C’è un’ultima domanda, però, che rimane in sospeso. È una domanda che Leni continua a porsi in tutto il romanzo e che, dopo la sua conclusione, lascia in eredità al lettore in tutta la sua spiazzante crudeltà, ed è forse il tema centrale, quello su cui si impernia tutta la delicatissima struttura del romanzo: è più tollerabile perdere senza possibilità di rimedio una persona o l’amore di quella persona? La protagonista Leni sembra raccogliere le forze necessarie per fare la sua scelta, ma non ci sono risposte fisse e assolute. E nonostante l’elemento fantastico che pone in maniera così diretta questo dilemma, in realtà il problema riguarda tutti da vicino, perché la perdita non è sempre uguale a se stessa, e per quanto inevitabile le nostre scelte possono plasmarla e darle un significato differente.
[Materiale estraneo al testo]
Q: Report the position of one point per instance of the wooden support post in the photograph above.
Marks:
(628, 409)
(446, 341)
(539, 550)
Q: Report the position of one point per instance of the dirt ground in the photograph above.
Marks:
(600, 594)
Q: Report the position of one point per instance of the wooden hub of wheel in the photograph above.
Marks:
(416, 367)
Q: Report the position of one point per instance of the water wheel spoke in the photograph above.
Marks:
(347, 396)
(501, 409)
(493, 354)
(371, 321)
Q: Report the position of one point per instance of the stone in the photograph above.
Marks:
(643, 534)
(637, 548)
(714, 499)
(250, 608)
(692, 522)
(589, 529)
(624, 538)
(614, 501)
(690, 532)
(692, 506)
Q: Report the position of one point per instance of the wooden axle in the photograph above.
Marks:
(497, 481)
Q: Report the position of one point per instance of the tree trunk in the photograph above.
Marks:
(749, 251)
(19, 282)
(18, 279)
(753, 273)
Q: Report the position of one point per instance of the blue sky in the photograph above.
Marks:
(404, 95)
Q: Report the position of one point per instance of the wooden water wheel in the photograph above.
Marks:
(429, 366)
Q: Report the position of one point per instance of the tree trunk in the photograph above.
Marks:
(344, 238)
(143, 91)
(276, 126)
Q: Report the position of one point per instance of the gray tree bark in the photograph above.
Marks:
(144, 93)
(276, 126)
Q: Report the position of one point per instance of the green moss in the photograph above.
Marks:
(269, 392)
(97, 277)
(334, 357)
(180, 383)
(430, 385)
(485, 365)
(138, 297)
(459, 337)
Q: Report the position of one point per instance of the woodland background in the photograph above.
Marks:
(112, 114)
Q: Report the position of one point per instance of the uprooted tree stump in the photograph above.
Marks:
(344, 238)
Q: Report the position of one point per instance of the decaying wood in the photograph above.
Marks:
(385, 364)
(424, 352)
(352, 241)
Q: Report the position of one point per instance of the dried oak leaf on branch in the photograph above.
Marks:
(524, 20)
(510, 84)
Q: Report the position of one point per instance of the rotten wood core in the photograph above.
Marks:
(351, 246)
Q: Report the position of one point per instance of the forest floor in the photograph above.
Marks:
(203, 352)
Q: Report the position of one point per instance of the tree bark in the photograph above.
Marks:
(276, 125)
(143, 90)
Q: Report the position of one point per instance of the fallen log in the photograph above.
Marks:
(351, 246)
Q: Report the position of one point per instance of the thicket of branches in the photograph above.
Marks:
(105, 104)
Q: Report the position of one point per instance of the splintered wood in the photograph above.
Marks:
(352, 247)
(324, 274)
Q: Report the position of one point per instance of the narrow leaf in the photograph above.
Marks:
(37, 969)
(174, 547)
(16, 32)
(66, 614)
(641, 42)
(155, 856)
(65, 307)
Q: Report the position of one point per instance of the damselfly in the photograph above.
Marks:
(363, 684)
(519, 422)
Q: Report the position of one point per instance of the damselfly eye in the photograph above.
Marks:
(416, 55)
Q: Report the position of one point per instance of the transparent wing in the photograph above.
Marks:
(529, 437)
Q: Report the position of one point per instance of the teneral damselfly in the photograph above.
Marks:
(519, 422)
La storia de La proibizione, il dilemma profondamente drammatico e altrettanto morale che contiene, è veicolata da una lingua limpidissima e affilata e da uno stile frutto evidente di più elaborazioni e di uno strenuo labor limae. La voce narrativa di Valentina Durante è seducente nella scelta lessicale e nella costruzione dei periodi: ora si fa lirica, ora allucinata, ma mai scontata o prosaica. È forse questo l’aspetto più pregevole di questo romanzo, e certamente quello che più stupisce, trattandosi di un’opera prima. Durante presenta uno stile già maturo, una voce propria netta e definita, che sicuramente ha giovato della sua esperienza professionale come copywriter, ma che in realtà sviluppa molto di più: un discorso esistenziale e poetico di altissimo livello che, come giustamente afferma Giulio Mozzi, «si candida a un posto di tutto rispetto nel panorama della letteratura italiana del nostro tempo».